Useful to track updates on sites that don't provide RSS feeds.
Please be aware that the software is still in a very early alpha stage.
Make sure git, python (>= 3.10), pip and tkinter are installed on your system. This depends on the package management system of you operating system. On Debian-based distros this could look like this:
sudo apt-get install git python3-pip python3-venv python3-tk
And on Mac with Homebrew installed:
brew install git python python-tk
Change to the path where you want to create the diffcrawler
directory. Then clone the repository:
git clone https://github.com/passaca/diffcrawler
Change to the diffcrawler
directory, create a virtual environment and activate it:
cd diffcrawler
python3 -m venv venv
source venv/bin/activate
Install the required packages:
pip install -r requirements.txt
Run the application:
python3 -m diffcrawler
The application is untested on Windows (as I have no system available) but there is no reason it should not run. If anybody wants to test it and provide instructions, feel free.
Websites you wish to monitor can be added to the list via the Add
button. The properties of each list item can be set in the right pane:
Property | Meaning |
---|---|
URL | URL of the website (must be valid http or https address!) |
Timeout | Timeout in seconds (total allowed time for server response) |
Diff Threshold | Minimum number of content changes to consider website changed/unread |
Favorite | Mark URL as favorite (use-case not implemented yet) |
Date Added | Date at which the website was added to list |
To fetch/update the content, select the website(s) from the list (hold Shift
/Ctrl
/Command
for multiple selection) and click the Fetch
button. The selected websites are fetched concurrently (up to 5 simultaneous connections). A successful fetch is shown as a check mark (✔) and an error (most commonly a timeout or DNS error due to a wrong URL) is symbolized as a ballot character (✘).
Date and time of the successful fetches are shown.
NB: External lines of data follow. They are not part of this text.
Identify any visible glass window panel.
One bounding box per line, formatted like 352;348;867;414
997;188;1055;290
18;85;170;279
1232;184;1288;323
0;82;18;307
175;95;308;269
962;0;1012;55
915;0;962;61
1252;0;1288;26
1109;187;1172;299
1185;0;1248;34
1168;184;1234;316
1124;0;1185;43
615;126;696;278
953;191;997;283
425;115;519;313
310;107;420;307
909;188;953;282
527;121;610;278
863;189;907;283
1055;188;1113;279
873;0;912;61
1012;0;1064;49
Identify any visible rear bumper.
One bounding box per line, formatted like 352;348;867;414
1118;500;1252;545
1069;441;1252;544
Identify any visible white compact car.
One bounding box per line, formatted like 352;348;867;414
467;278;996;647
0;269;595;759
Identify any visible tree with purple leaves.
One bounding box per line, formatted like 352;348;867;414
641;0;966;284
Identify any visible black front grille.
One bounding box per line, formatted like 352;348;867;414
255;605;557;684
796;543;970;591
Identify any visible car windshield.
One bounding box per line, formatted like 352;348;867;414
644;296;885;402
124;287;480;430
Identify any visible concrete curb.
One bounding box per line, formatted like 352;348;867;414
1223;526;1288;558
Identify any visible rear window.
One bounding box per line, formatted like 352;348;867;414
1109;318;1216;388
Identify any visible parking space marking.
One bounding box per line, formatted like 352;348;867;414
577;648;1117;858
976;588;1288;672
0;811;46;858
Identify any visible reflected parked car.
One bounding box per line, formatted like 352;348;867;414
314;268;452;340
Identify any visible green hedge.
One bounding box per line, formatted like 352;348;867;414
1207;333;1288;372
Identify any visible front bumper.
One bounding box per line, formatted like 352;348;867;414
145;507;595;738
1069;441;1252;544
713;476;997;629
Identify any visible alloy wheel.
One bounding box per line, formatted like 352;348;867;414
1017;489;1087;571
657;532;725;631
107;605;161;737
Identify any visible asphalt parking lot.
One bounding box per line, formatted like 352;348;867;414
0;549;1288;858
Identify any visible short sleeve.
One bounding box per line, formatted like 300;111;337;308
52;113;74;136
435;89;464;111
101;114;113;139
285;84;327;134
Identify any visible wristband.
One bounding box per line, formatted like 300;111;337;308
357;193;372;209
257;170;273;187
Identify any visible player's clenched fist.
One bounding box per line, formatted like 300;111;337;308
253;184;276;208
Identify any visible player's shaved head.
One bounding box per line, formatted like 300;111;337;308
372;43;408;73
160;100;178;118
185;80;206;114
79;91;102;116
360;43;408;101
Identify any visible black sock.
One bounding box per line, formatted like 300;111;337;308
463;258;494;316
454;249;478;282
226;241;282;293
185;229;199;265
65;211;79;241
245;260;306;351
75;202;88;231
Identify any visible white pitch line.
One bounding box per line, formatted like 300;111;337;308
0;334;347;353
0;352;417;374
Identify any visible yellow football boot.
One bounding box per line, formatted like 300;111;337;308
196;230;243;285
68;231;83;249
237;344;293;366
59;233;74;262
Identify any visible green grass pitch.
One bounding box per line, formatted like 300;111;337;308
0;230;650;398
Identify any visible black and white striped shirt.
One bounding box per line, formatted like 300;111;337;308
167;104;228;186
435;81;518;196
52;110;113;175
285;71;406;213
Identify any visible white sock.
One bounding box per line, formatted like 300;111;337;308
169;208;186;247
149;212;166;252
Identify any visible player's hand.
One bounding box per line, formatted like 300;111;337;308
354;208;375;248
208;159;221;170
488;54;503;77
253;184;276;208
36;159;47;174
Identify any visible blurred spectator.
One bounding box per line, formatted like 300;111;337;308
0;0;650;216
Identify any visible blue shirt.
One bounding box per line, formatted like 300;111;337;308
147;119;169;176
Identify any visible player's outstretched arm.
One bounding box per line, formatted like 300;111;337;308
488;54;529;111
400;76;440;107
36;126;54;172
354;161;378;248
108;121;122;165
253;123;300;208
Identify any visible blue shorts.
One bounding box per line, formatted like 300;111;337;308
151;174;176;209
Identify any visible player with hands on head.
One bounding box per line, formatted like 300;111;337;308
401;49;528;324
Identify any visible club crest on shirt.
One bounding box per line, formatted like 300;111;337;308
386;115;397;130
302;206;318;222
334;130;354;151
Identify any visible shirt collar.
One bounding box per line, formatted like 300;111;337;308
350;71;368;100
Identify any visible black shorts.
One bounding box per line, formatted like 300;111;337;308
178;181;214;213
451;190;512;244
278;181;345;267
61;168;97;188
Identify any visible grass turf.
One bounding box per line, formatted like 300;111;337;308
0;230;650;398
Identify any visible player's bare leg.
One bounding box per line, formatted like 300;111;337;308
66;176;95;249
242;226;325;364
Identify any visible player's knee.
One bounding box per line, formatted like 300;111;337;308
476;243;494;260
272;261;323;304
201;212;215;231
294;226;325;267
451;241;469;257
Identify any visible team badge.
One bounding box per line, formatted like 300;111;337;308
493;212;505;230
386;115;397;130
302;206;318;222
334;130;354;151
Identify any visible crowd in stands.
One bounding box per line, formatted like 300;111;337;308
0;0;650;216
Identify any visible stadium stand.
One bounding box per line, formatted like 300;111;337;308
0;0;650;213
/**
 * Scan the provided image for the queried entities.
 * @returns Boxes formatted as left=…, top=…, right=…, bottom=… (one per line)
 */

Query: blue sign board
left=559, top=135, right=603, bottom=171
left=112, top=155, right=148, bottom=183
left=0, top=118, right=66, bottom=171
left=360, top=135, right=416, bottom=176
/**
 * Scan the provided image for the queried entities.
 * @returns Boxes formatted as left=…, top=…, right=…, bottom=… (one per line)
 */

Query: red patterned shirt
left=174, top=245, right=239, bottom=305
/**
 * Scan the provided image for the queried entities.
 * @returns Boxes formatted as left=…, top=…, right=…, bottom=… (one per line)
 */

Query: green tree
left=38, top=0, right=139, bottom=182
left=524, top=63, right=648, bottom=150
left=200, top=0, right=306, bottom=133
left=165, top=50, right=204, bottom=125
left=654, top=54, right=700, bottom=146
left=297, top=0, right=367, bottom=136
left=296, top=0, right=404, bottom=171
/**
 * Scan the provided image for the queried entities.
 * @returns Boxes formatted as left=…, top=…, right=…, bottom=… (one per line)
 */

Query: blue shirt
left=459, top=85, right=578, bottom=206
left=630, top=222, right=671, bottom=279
Once there is a second fetch for a website, the difference (diff) of the two versions is calculated and shown. If it is larger than the "Diff Threshold", the website is considered "changed" and marked unread (bold font). The selected sites can be opened in a browser with the Open URL
button (and will be marked read when you do so).
The actual diff can be inspected from the View
menu (Show Diff
).
A fetch can be undone in case the current version of the website is showing content unrelated to the monitored version (e.g. a "maintentance" message or server error page). For this, select Undo Fetch
from the Edit
menu.
- Cross platform (Mac, Linux, Windows)
- Set individual timeouts and diff thresholds for each website
- Fetch websites with up to 5 simultaneous connections (fetching does not block the UI)
- Save and load to/from file (efficient SQLite-based file format)
- Inspect diffs
- Undo fetch
- Search/filter list
- Reorder list
- Improve diff implementation (e.g. allow monitoring certain DOM elements)